WERs (%) of each scheme in simulated test conditions

Fig. 9
figure 9

WERs (%) of each scheme in real test conditions

Inspired by the improved feature-level cascaded combination, we considered whether the system combination could be enhanced using cascaded combination. We applied the system combination between the cascaded combination and BF systems (referred to as “ ∗-cascaded + BF”, where “ ∗” is the dereverberation approach applied in the cascaded combination). The experimental results are presented in Table 6. We found that these new system combinations achieved comparable performance to that of the best system combination of “DAE + BF”, and the new-style “DAE-cascaded + BF” achieved even better recognition accuracy with both SimData and RealData.
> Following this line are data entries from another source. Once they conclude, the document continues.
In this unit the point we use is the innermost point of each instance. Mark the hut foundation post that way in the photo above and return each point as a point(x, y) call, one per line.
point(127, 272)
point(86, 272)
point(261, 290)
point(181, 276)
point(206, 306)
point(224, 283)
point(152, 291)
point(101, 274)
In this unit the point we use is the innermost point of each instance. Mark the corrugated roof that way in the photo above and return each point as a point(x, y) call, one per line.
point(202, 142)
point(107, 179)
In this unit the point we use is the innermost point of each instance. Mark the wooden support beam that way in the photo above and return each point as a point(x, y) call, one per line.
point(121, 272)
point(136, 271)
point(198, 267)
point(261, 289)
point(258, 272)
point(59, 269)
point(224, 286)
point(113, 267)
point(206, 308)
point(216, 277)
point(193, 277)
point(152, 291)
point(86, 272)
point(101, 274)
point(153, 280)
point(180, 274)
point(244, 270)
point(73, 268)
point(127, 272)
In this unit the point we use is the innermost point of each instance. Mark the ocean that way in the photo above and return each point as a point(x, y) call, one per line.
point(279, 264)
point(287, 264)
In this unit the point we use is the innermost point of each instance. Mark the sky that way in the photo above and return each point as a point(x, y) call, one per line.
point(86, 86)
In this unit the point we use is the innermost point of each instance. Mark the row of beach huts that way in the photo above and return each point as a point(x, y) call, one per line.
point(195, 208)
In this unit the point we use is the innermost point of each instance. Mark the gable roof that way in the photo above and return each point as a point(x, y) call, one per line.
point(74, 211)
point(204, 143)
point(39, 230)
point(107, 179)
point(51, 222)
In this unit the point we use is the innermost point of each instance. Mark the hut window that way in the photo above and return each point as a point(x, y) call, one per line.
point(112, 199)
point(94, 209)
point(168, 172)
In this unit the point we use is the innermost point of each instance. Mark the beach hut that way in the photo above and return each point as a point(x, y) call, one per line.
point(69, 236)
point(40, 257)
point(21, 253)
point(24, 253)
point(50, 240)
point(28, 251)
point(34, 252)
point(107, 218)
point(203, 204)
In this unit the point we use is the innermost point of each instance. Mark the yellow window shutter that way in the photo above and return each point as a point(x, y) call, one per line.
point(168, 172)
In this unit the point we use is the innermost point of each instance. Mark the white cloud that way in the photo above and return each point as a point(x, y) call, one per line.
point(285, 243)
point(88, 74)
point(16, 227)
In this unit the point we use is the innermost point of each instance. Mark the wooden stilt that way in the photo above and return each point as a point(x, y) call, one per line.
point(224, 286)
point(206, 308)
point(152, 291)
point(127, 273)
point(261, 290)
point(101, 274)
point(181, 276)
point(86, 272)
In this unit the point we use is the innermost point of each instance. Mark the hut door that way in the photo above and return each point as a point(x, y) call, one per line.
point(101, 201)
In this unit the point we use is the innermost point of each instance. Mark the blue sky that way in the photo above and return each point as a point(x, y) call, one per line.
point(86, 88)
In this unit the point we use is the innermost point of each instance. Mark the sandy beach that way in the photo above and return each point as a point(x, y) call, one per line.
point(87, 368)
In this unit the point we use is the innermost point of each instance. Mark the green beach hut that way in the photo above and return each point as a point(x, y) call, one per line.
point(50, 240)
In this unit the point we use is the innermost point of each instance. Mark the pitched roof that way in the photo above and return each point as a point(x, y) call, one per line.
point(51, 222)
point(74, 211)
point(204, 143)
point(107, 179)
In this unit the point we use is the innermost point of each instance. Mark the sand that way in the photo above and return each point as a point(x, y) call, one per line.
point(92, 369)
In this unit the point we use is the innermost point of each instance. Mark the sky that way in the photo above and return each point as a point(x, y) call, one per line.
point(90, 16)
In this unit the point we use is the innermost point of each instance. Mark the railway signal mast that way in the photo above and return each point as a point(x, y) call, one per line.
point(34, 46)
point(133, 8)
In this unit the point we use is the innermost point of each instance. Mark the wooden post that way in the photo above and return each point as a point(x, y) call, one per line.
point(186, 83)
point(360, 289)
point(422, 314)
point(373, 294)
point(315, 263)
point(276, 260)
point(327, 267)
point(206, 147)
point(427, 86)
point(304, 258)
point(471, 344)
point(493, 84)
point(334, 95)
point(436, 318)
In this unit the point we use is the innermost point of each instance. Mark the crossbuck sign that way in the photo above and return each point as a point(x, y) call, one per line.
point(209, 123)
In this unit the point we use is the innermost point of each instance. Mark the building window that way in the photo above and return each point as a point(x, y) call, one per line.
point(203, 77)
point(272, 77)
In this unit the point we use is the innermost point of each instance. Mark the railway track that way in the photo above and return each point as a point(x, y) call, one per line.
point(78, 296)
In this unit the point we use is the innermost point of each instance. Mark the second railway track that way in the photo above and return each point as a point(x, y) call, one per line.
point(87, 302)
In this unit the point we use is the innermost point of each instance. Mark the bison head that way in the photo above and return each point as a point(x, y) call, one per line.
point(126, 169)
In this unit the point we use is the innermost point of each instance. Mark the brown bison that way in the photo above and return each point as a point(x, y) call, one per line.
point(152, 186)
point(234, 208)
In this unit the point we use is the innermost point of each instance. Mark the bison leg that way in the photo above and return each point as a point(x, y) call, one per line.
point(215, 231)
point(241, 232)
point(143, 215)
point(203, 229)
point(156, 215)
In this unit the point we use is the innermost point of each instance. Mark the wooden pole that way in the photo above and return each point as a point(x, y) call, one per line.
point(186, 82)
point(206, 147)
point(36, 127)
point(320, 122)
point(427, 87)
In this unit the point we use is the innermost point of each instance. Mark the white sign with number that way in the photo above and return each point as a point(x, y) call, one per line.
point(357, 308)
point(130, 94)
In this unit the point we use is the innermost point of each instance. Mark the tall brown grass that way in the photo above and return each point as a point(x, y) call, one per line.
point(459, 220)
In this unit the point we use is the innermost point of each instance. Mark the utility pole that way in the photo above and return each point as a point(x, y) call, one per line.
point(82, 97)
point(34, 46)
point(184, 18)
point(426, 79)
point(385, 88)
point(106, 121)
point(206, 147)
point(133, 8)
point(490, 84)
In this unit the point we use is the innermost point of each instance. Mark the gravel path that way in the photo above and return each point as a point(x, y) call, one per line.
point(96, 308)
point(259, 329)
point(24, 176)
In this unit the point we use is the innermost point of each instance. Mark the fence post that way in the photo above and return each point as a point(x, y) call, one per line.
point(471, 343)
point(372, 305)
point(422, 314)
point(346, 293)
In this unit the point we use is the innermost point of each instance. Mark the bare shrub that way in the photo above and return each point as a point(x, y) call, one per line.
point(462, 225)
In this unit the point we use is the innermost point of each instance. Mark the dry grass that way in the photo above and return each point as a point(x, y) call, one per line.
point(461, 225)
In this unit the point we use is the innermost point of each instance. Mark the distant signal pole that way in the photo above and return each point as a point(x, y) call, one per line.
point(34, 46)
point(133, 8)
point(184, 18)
Note that the best system performance was obtained by applying the system combination between the cascaded combination systems of “DAE-cascaded” and “MSLP-cascaded”. This is because cascaded combination-based front-end processing and system combination-based back-end processing achieve complementary improvements in the recognition of distant-talking speech.

Table 6 WERs (%) of system combination between cascaded combination and BF

6 Conclusion

In this paper, we have proposed and investigated three schemes that integrate dereverberation approaches and BF extraction, and analyzed the details of each scheme. Based on the experimental results, the most efficient approach appears to be system combination, which is based on a confusion network combination. For the feature-level combination schemes, cascaded combination achieved better performance. In terms of dereverberation approaches, the linear processing of MSLP is better suited to integration with BF in both cascaded and parallel combination. Finally, optimal system performance was obtained by applying the system combination with the cascaded combination systems. We expect this paper to be helpful to other researchers and application engineers.